Wild-type Agrobacterium strains harboring a tumor-inducing (Ti) plasmid are the causative agent of crown gall tumor disease in dicotyledonous plants (35). The transfer DNA (T-DNA) and virulence gene (vir) regions in the Ti plasmid are essential for tumorigenesis. The vir gene products nick the T-DNA region at its left border (LB) and right border (RB) and then transfer T-DNA into plant cells. T-DNA contains phytohormone synthesis genes, whose expression causes infected plants to suffer from unregulated growth (5, 26). The hairy-root-inducing (Ri) plasmid has a similar T-DNA system.

The binary vector system (11) is widely used for Agrobacterium-mediated transformation. Binary vectors are small plasmids with a cloning site and a selectable marker gene between LB and RB (2). To ensure transformation without tumorigenicity, Agrobacterium strains used for transformation contain a modified Ti plasmid, which lacks T-DNA (disarmed) but retains the entire vir region. Unfortunately, only a small number of Ti plasmids have been disarmed.

Most pathogenic Agrobacterium strains are classified into three species: Agrobacterium tumefaciens (biovar 1, Rhizobium radiobacter), Agrobacterium rhizogenes (biovar 2, Rhizobium rhizogenes), and Agrobacterium vitis (biovar 3, Rhizobium vitis) (33). The genomic organizations of the Agrobacterium species are diverse (25, 27, 29). Pathogenic strains of each species are variable (1), and some of them might be potentially more effective for transformation than the strains used previously. For instance, Agrobacterium strain KAT23 causes tumors in legume plants, including common bean and soybean, very effectively (34). Disarmed Ti or Ri plasmids are either chosen from mutants or created by homologous recombination with a plasmid designed for this purpose (12, 16, 17). Both methods require either extensive screening or knowledge of structural and functional information for the plasmids. However, the large size of Ti and Ri plasmids, approximately 200 kbp, makes structural analysis and modification difficult. Complete nucleotide sequences of several Ti and Ri plasmids (for example, pTi-SAKURA, pTiC58, and pRi1724) have been reported (9, 14, 24, 26, 31). Accumulation of such nucleotide sequence information makes targeted replacement easier than it was previously. However, the large size of T-DNA obstructs the double crossover in the removal process during engineering. In addition to Ti plasmids, chromosomal virulence genes are necessary for plant transformation. It has been pointed out that combining a Ti plasmid with certain chromosomal backgrounds can markedly influence virulence (8). Thus, transfer of large plasmids to various Agrobacterium strains is another important engineering step, which is still not easy for researchers who are not familiar with Agrobacterium biology.
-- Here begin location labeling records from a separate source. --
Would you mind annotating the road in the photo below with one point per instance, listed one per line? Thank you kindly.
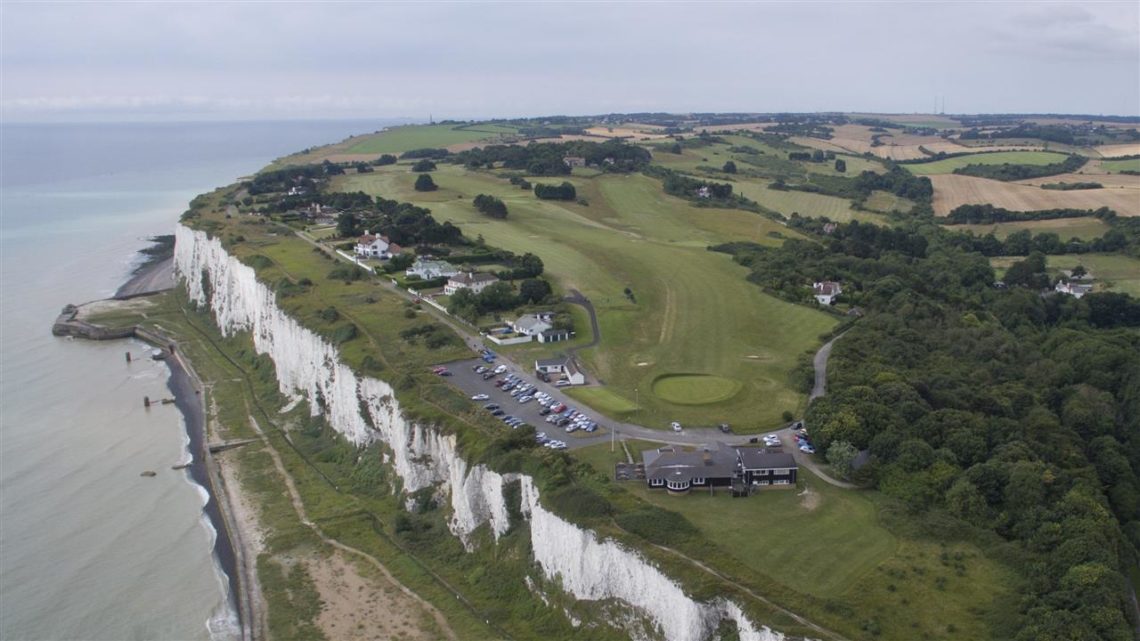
(687, 436)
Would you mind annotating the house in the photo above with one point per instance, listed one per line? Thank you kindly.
(473, 281)
(553, 335)
(825, 291)
(763, 468)
(719, 465)
(430, 269)
(564, 366)
(1075, 290)
(532, 324)
(375, 246)
(678, 471)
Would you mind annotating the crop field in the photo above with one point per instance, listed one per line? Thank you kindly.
(1084, 228)
(830, 545)
(951, 191)
(1113, 167)
(402, 138)
(1000, 157)
(692, 310)
(788, 202)
(1115, 151)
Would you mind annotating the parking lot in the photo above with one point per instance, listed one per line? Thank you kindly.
(464, 376)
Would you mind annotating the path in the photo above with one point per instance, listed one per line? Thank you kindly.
(759, 598)
(157, 277)
(299, 508)
(576, 298)
(821, 368)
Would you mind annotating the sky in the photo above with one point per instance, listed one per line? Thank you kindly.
(245, 61)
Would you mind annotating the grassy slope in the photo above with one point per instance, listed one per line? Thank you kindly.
(693, 311)
(402, 138)
(1001, 157)
(836, 549)
(1114, 167)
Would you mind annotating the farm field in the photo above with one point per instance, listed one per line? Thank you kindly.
(1084, 228)
(692, 309)
(404, 138)
(951, 191)
(1113, 167)
(1113, 273)
(805, 203)
(1000, 157)
(829, 544)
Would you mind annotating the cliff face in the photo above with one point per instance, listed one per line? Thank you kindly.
(365, 410)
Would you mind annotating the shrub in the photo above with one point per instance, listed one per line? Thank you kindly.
(658, 525)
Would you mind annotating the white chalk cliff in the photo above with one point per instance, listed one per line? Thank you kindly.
(365, 410)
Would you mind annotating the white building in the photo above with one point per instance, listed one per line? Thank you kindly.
(1072, 289)
(473, 281)
(430, 269)
(375, 246)
(532, 324)
(825, 291)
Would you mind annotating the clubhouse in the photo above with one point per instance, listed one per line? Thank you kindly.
(741, 469)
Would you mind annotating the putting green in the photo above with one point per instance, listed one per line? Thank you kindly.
(694, 389)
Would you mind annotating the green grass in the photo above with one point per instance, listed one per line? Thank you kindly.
(414, 137)
(1000, 157)
(693, 310)
(1115, 167)
(1112, 273)
(788, 202)
(832, 548)
(1084, 228)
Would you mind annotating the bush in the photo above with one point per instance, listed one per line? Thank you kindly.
(658, 526)
(579, 502)
(343, 334)
(563, 192)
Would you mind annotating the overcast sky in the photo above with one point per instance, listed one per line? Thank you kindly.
(196, 61)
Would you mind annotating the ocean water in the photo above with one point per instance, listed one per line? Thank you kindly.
(88, 548)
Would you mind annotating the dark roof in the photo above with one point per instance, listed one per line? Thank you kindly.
(670, 464)
(759, 459)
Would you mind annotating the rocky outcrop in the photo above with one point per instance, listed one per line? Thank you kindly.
(365, 410)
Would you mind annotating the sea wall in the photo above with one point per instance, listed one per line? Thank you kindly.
(365, 410)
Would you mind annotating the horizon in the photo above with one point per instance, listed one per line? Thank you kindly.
(344, 61)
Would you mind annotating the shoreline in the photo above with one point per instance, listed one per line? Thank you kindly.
(228, 549)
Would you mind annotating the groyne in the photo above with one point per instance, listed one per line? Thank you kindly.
(187, 391)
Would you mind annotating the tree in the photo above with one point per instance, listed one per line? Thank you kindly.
(534, 290)
(840, 455)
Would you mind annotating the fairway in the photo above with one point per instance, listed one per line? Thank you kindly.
(999, 157)
(691, 310)
(694, 389)
(398, 139)
(1115, 167)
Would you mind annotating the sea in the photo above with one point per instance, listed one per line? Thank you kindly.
(89, 549)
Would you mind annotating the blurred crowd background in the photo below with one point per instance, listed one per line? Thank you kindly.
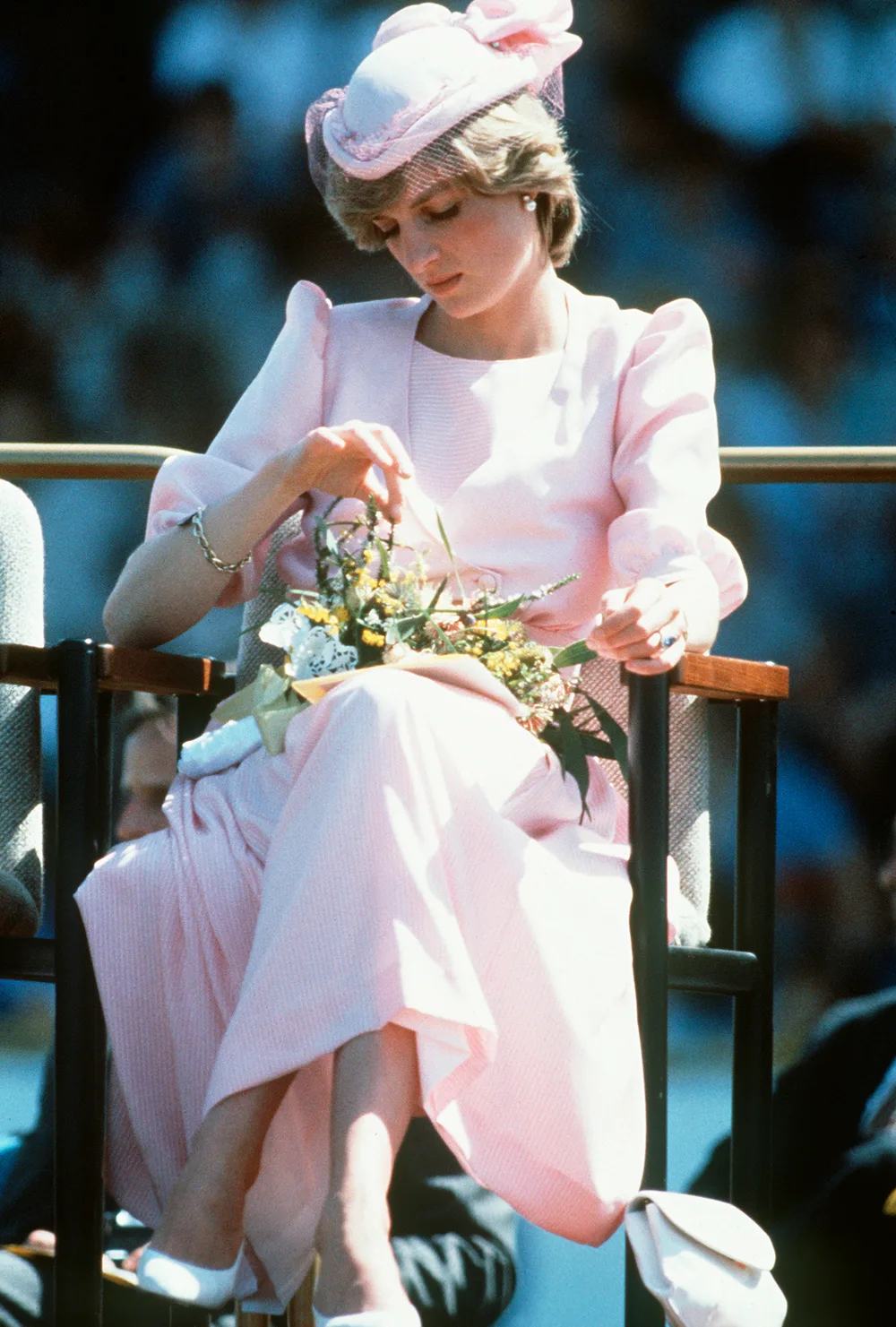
(156, 209)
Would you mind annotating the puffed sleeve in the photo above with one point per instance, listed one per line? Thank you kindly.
(278, 409)
(665, 465)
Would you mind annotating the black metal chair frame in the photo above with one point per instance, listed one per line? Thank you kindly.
(745, 971)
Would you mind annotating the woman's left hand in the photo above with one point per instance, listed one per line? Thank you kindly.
(642, 626)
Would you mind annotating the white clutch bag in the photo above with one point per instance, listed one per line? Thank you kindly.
(706, 1262)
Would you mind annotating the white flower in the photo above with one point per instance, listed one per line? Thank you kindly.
(283, 626)
(314, 653)
(396, 651)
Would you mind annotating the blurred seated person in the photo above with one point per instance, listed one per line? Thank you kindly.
(452, 1239)
(834, 1166)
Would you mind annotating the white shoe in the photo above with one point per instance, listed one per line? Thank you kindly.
(206, 1288)
(371, 1318)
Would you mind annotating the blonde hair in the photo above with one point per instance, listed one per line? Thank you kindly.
(514, 146)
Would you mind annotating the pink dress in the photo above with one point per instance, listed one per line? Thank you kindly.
(414, 856)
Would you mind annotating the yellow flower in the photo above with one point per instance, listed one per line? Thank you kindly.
(314, 612)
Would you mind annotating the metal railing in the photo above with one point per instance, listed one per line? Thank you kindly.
(739, 465)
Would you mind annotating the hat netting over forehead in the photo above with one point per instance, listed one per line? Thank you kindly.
(429, 72)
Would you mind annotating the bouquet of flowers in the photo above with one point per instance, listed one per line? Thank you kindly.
(368, 611)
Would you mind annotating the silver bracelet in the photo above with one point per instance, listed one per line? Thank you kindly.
(209, 552)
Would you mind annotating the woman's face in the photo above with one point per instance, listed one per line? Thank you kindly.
(469, 251)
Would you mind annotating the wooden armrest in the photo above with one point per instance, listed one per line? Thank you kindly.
(121, 669)
(730, 680)
(28, 665)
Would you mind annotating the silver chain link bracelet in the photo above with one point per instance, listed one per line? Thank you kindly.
(209, 552)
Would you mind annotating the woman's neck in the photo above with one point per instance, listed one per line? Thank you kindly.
(530, 320)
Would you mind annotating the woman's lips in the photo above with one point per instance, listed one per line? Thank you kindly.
(446, 286)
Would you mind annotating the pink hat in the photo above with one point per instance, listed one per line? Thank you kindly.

In this study, we describe a simple method and tool plasmids for constructing versatile disarmed nopaline-type Ti plasmids mobilizable from Escherichia coli to Agrobacterium strains, conversion of nopaline-type Agrobacterium strains to disarmed strains using the tool plasmids and simple selection media, and conversion of Ti-less Agrobacterium strains to disarmed strains using the modified Ti plasmids.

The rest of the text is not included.